The assumption is widespread in Western countries: income equality is bad. Policymakers from across the political spectrum often base their arguments on this idea, and in recent years it has become embedded in our cultural consciousness. But the relationship between income inequality and happiness turns out to be complicated, and often surprising. As new research by Paul Ingram and Ivana Katic, a doctoral candidate at Columbia Business School, shows, people at all income levels are happier, on average, in countries with greater income inequality.
In the study, which accounts for a wide set of control variables, Ingram explored the various contingencies that determine whether an individual is relatively happy or unhappy in the face of income inequality. One of these contingencies is aspiration. “There’s a lot of evidence that suggests it is positive — for happiness and quality of life — to have high goals, to be in pursuit, to be engaged in efforts of self-improvement,” Ingram says.
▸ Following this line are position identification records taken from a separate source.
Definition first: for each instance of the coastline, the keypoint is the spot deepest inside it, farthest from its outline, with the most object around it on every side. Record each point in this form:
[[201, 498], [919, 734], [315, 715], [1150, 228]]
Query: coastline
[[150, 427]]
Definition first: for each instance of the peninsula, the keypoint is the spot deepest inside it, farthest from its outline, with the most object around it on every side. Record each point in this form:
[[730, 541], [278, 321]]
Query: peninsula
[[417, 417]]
This is part of the reason why income inequality, according to various models, is not necessarily negative and can be positive for happiness. “If you’re in a place with more inequality, you have more skin in the game,” Ingram says. “There’s a big difference between winning and losing, and the motivation to win increases. And when the rich are richer, the pot of gold becomes more salient.”
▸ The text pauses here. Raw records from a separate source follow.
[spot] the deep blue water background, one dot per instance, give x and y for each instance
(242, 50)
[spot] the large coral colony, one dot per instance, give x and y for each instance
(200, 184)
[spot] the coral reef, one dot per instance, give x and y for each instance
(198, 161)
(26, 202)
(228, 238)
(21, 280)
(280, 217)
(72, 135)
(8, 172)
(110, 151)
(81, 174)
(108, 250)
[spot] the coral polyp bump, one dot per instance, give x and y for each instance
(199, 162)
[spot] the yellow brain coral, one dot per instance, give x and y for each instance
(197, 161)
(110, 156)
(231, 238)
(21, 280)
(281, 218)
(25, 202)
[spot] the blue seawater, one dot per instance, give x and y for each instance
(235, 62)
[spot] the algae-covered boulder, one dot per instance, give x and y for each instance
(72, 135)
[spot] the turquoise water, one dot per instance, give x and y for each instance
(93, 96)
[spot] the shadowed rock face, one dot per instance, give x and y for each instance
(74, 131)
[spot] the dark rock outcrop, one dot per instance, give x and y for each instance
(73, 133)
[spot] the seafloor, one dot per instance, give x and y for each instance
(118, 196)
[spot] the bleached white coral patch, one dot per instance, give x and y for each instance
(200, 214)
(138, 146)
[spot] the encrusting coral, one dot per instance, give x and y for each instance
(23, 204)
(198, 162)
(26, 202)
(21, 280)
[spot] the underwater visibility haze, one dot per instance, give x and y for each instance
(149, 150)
However, while inequality itself can have a positive effect on life satisfaction, the researchers found that in countries with greater income inequality, a tendency to make social comparisons tends to reduce happiness; people are less happy when it is easy to see how much better the Joneses are doing. “Often, we look at our neighbors and make these comparisons; that’s one of the ways we decide how good our lives are,” Ingram says. “But in terms of well-being, it’s negative for us to be making those comparisons.” Therefore, people in countries that have more freedom of the press feel the effects of inequality more negatively, because social comparisons are readily available.
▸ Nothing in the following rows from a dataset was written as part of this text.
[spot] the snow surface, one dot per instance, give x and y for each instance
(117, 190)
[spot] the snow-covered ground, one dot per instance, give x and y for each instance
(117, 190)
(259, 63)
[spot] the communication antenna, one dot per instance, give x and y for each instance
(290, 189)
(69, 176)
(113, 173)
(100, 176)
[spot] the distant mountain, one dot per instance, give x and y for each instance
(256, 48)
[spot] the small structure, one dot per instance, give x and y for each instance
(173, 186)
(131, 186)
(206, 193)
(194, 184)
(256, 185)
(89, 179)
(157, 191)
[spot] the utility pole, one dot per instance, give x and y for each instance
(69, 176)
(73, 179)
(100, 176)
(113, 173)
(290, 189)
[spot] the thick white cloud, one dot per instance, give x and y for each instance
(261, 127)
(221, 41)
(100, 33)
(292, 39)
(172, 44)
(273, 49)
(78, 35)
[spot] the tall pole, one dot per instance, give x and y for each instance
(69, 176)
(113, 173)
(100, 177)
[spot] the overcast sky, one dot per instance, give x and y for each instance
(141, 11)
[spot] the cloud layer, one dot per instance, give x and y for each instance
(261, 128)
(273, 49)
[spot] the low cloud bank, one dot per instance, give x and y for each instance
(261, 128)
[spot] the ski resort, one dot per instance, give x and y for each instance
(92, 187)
The researchers identified two other factors with strong links to inequality and happiness. In countries where people feel they have free choice, income inequality has a more positive impact on life satisfaction. “If you feel in control of your life, the fact that there’s more inequality suggests you can affect your own outcomes in a positive way,” Ingram says. Separately, people who are part of a religious community are affected more positively by inequality. “A religious community provides a support network, which may counteract any potential negative effects of inequality on material life conditions,” he explains. “You have the possibility of help if you strive but fail.”
The study is a comparison of levels of relative happiness, given current conditions, and is based on data from 1981 to 2008 from the World Values Survey, which includes responses from more than 250,000 participants in 87 countries. An analysis of changes in income equality might produce different results, the authors note; within a given country, an increase in inequality might decrease overall life satisfaction, for example. Furthermore, it is always better to be at the top than at the bottom of the income distribution. In countries where the top and the bottom of the income distribution are more distant — in other words, where there is greater income inequality — the relatively wealthier individuals are happier than the relatively poor.
Their findings suggest the importance of understanding the basic mechanisms through which people assess satisfaction with their lives. The impact of income inequality and subjective well-being varies widely across places, and from person to person. As the authors conclude, what matters is not simply the level of inequality, but how it is perceived, particularly according to one’s status and opportunities.